California has a long history of liberal and progressive politics, particularly when it comes to protecting the rights of employees. And while the state legislature has passed a wide range of laws meant to protect employees, the California Supreme Court has also played a significant role in the development of many employee-friendly policies that California employees often take for granted.
So, a recent ruling from the state’s high court comes as something of a surprise, whether you agree with the ruling or not. The Court held that California employment law does not require employers to make sure that employees actually take the breaks to which they are legally entitled.
It’s important to note that the right of all employees in California to take at least a 30-minute meal break during a standard shift, and their right to two 10-minute breaks for every four hours worked, has not been affected. If an employer were to try and stop an employee from taking their legally-mandated breaks, there would be trouble.
What the state Supreme Court did here was resolve a question that, until now, created some uncertainty for employers. The law was not clear on whether or not employers had to actually order their employees to take the breaks to which they are entitled.
In its ruling, the court essentially says that, while employers are required to offer a minimum amount of break time to their employees, the law cannot dictate what the employees actually do with that time, and if they choose to spend it working, that is their right.
I’m of two minds about this decision. On one hand, I think it leaves the door wide open for abuse, especially of employees who don’t know much about their rights under California employment law. An employer could simply “forget” to inform his or her employees that they’re entitled to breaks, and if they eventually get sued for failing to offer their employees break time, they could simply claim that the employees chose to work through their breaks.
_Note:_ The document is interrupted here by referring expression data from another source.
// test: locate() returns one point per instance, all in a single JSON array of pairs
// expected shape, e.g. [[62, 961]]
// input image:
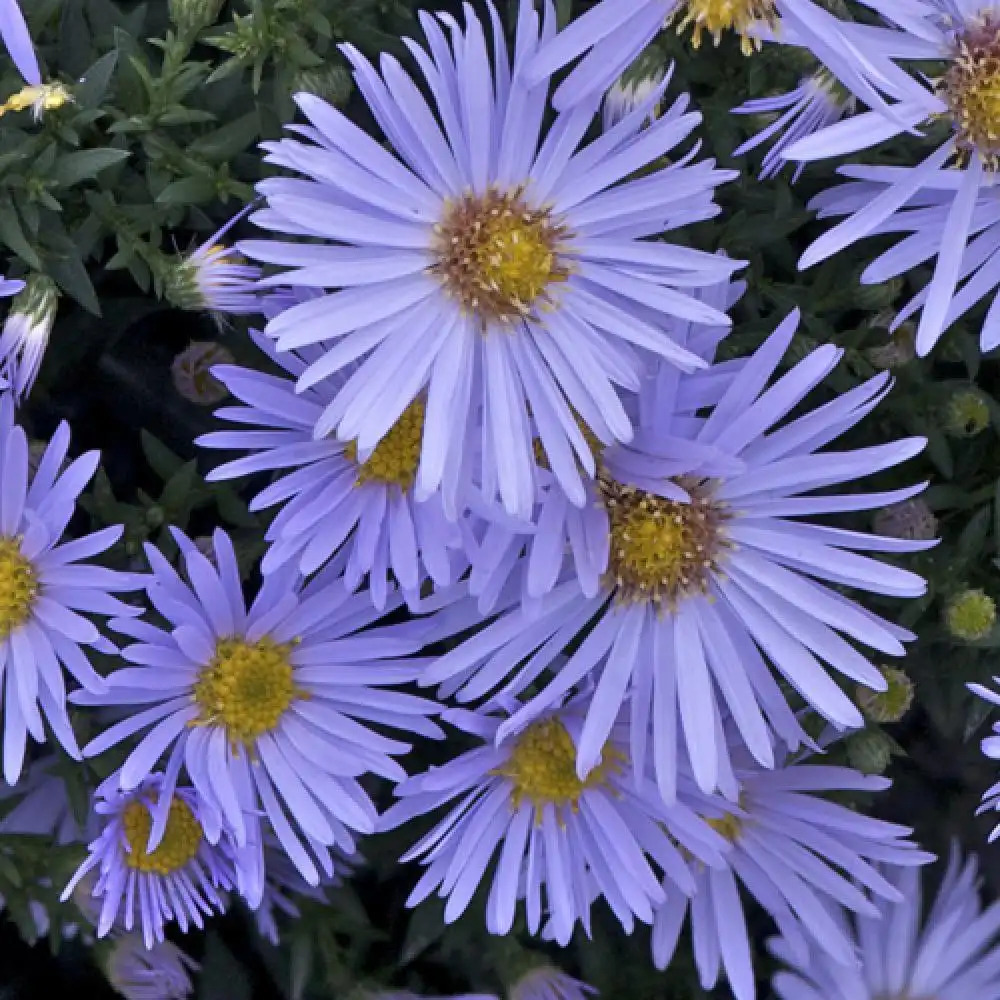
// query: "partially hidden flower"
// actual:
[[26, 331], [559, 841], [160, 972], [714, 577], [182, 878], [952, 951], [270, 708]]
And in many cases, it would be difficult to prove otherwise.
Groups that advocate for strong protections for workers are understandably concerned that this ruling could turn into an easily-exploitable loophole in California’s worker protection laws, which are otherwise some of the strongest in the country.
On the other hand, I recognize that it would be impractical for the law to micromanage the behavior of employees on their breaks, and while the law should protect employees, ensuring that they are paid at least a minimum wage, that they have a reasonably safe work environment, and that they have breaks to ensure that they don’t become overly fatigued on the job. All of these protections tend to be good for both employees and employers in the long run. The benefits for the employees are obvious. But for the employers, having healthy employees who aren’t fatigued because they’ve been working non-stop for 10 hours can actually save them money, mostly by reducing the rate at which accidents occur, thereby reducing workers’ compensation expenses.
However, the law cannot accomplish these goals by micromanaging every little detail of how employers implement them. Doing so would be expensive, impractical, and would probably bury employers and employees in unnecessary bureaucracy.
So, how do I feel about the California Supreme Court’s ruling in this case? Honestly, I doubt it will change much for the vast majority of employees. The fact is, the majority of employers in California make a good-faith effort to comply with federal and state employment law, and probably took steps to ensure that their workers took the breaks to which they are legally-entitled.
And it’s important to note that if this ruling has a significant negative impact, with abuses taking place at a much higher rate than expected, the state legislature can always update the law to overrule the Supreme Court on this issue.
After all, in this case, the court was simply interpreting the law passed by the state legislature. If this ruling has unintended effects, or the legislature believes that the court made the wrong decision, they can simply change the law to make it clear that employers are, in fact, required to ensure that their employees actually take their breaks.
However, I doubt that this will prove necessary.
As I said, I think that most employers will not change their practices in response to this ruling.
As long as employers are clear that this ruling does absolutely nothing to compromise the rights of their employees to take breaks, and are certain to inform their employees that they have a right to take breaks, and do not try to stop them from doing so, things should be fine.